Lesley, on the following Tuesday evening, brought him flowers, in a pot. “A Japanese something or other. Geranium, I think they said. Anyway the studio would just've thrown it away.”

They both went out on the terrace and chose a spot for the new orange-colored plant. Harry had a climbing rose, a large pot of parsley from which he took sprigs when he needed them. He pinched off some now. Harry had bought halibut steaks for their dinner. Lesley was fond of fish. After dinner they watched a television program as they lay on Harry's bed, holding hands. The program became boring, lovemaking more interesting.
Lesley
. Lesley was the girl he wanted, Harry thought. Why should he doubt it? Why debate? She was every bit as pretty as Connie. And Lesley was more cheerful, better balanced. Wouldn't Connie's moods get in the way sometimes, make things difficult—because Harry didn't know how to pull Connie out of them, her silences sometimes, as if she were brooding on something far away, or maybe deep inside her, but she would never enlighten him, therefore he never knew what to say or do.
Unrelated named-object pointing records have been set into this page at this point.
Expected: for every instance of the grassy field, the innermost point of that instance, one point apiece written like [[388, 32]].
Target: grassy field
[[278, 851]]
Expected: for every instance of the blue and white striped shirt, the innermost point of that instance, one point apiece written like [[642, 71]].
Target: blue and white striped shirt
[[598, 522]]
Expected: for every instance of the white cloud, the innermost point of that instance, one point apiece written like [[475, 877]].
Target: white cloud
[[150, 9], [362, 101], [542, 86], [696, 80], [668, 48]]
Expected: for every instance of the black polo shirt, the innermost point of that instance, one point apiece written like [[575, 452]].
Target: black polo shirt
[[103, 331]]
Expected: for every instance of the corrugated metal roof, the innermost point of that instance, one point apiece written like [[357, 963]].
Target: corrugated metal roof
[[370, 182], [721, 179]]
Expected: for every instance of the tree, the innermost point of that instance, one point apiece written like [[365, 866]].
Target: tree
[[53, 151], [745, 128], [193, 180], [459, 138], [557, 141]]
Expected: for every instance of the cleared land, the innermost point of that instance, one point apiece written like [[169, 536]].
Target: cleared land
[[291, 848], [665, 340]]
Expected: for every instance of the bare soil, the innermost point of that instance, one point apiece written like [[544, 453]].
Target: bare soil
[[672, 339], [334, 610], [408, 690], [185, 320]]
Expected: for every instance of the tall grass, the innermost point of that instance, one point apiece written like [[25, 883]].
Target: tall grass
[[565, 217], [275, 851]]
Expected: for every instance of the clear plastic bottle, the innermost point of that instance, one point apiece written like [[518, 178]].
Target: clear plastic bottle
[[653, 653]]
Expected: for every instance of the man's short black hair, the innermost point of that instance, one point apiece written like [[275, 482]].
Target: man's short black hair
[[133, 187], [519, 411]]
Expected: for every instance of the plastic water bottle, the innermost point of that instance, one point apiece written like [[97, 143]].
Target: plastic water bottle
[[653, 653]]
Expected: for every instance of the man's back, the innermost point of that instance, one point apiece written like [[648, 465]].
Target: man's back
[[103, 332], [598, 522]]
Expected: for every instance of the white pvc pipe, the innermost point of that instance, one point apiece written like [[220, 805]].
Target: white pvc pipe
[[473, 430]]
Around midnight Harry and Lesley went out to a disco three streets away, a modest place as discos went, where the music didn't break your eardrums. Harry had a beer, Lesley a tonic without the gin.

“It's almost as if we're married,” Lesley said in a moment when the music was not so loud. She smiled her fresh smile, the corners of her lips went up like a child's. “You're the kind of man I could live with. There are very few.”

“Easygoing, eh? No demands,” Harry replied in a mocking tone, but his heart was thumping with pride. A couple of fellows at the table on their right were looking at Lesley with envy, even though they had their girls with them.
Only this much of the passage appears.